The Overlook Trail, which will connect Dolores with House Creek, is getting a closer look from Colorado Parks and Wildlife.
The area of the new non-motorized trail is critical winter range for elk, and may require a seasonal closure, said Derek Padilla, the Dolores district ranger.
“They are considering a Dec. 31 to March 1 closure for all users, including hikers and skiers,” Padilla said.
The House Creek area of McPhee Reservoir is already a winter closure area for motorized vehicles to protect elk and deer herds.
The San Juan National Forest is seeking a $100,000 grant to complete construction of the five-mile Overlook trail. The town of Dolores and the Southwest Conservation Corps completed the first quarter-mile of the trail from the cemetery to the rim.
Also on the forest, the round-headed pine beetle increased its destructive path in 2014, and is expected to be a continued problem.

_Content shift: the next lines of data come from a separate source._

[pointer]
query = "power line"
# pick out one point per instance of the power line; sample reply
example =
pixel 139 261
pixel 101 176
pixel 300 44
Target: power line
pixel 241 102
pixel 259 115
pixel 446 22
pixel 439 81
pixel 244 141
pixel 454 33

The beetle is more commonly found in Mexico, New Mexico and Arizona, but has been moving up into southwest Colorado because of dry and warm weather. They are attracted to pine trees stressed from drought.
The beetle infestation was discovered in 2012 in the remote Lake Canyon area on the east side of the Dolores River, five miles north of Bakers Bridge.
In 2013, they heavily damaged 300 acres of ponderosa pine stands. Last year it moved north and east, and another 200 to 300 acres of pine forest suffered significant losses, said forester Mark Krabath.
A 2014 environmental assessment authorized 3,200 acres of treatment in the area to try and stop the bug’s progress. Foresters will do thinning to increase the health of remaining trees so they can resist the beetle.
A 30-acre timber sale of pine trees killed from the beetle was prepped and will be offered this Spring. Beetle-kill pine is still good for lumber, and takes on a blue hue appreciated by furniture builders. It also is used for firewood.
In addition, 200 acres of infected ponderosa forest will be treated through mowing and mastication to limit the beetle’s population.
“If we can stop its population from taking off and improve the health and vigor of pine stands, it might move away,” Krabath said.
Beetle infestations act like wildfires in a way, with the wind blowing the bug up to a half-mile away where they cause damage. Foresters look for such spotting and then remove the trees to try and starve them out.
Pine beetles are endemic to a healthy forest ecosystem. But they can overrun a forest if the trees are stressed from drought, which limits their defensive mechanism against beetles by pushing out sap.
“They typically hit the larger diameter trees depended on for a good cone crop,” Krabath said.
If the round-headed beetle invasion did get a good run going, it would likely impact the Glade area and potentially effect thousands of acres. But foresters hope it will fizzle out once it hits Disappointment Canyon, where there are fewer pine forests. Most beetle epidemics fade out after three or four years.
The beetle has a one-year life cycle, flying in the fall and burrowing into trees to build galleries and lay eggs. Larvae overwinter in the trees and feed, damaging the cambium structure needed for the tree to pull up water and nutrients. Consistent below zero weather can kill off the beetle.